Self-determination by Indigenous people over culturally significant sites could soon become a reality as members of the NSW parliament commit to creating an oversight body.
A group of MPs stretching across party lines has committed to passing a bill in the next political term, to create an Aboriginal cultural heritage council to rule on whether culturally significant sites, objects or remains can be altered, damaged or destroyed.
The bill was introduced to the parliament earlier this year by conservative Christian MP Fred Nile, who said it was needed to protect against events like the destruction of the sacred rock caves in Juukan Gorge by Rio Tinto.
The bill will not be passed in this term of parliament, before Mr Nile, 88, retires at the March election.
"The bill is alive and well, and will be passed in due course - if not sooner," Mr Nile told reporters on Wednesday.
"One of the big differences in the discussion on my bill ... is to take seriously the views of the Aboriginal people," he said.
"They're not just window dressing.
"They're central in all that I do in this area."
Independent MP Alex Greenwich said an inquiry held into the bill recommended further amendments and consultation before new laws were finalised.

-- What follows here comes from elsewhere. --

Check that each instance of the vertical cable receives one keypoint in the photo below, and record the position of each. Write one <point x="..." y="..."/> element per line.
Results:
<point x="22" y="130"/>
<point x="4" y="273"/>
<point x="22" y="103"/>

"We have secured support from both the Labor opposition and coalition government to progress with the legislation in the next term of parliament," Mr Greenwich said.
Indigenous people needed to be consulted about future developments, NSW Aboriginal Land Council member Anne Dennis told reporters on Wednesday.
"We need to be able to protect what's left of Aboriginal culture and heritage on the ground," Ms Dennis said.
"We would not want to see another Juukan Gorge where it was just blown up and destroyed without that consultation, without that significant protection."
Aboriginal Affairs Minister Ben Franklin said there was an urgent need to protect the state's Aboriginal cultural heritage sites and he was committed to having the legislation introduced as "quickly as possible" during parliament's next term.
"At present the protection and management of Aboriginal cultural heritage in this state is primarily administered under the National Parks and Wildlife Act 1974, and that is profoundly wrong in and of itself," he said on Tuesday.
The bill would need to respect cultural sensitivities and work in line with the technical state planning and heritage scaffolding already in place in NSW, he added.
"At the end of the day, we know that Aboriginal cultural heritage belongs to Aboriginal people."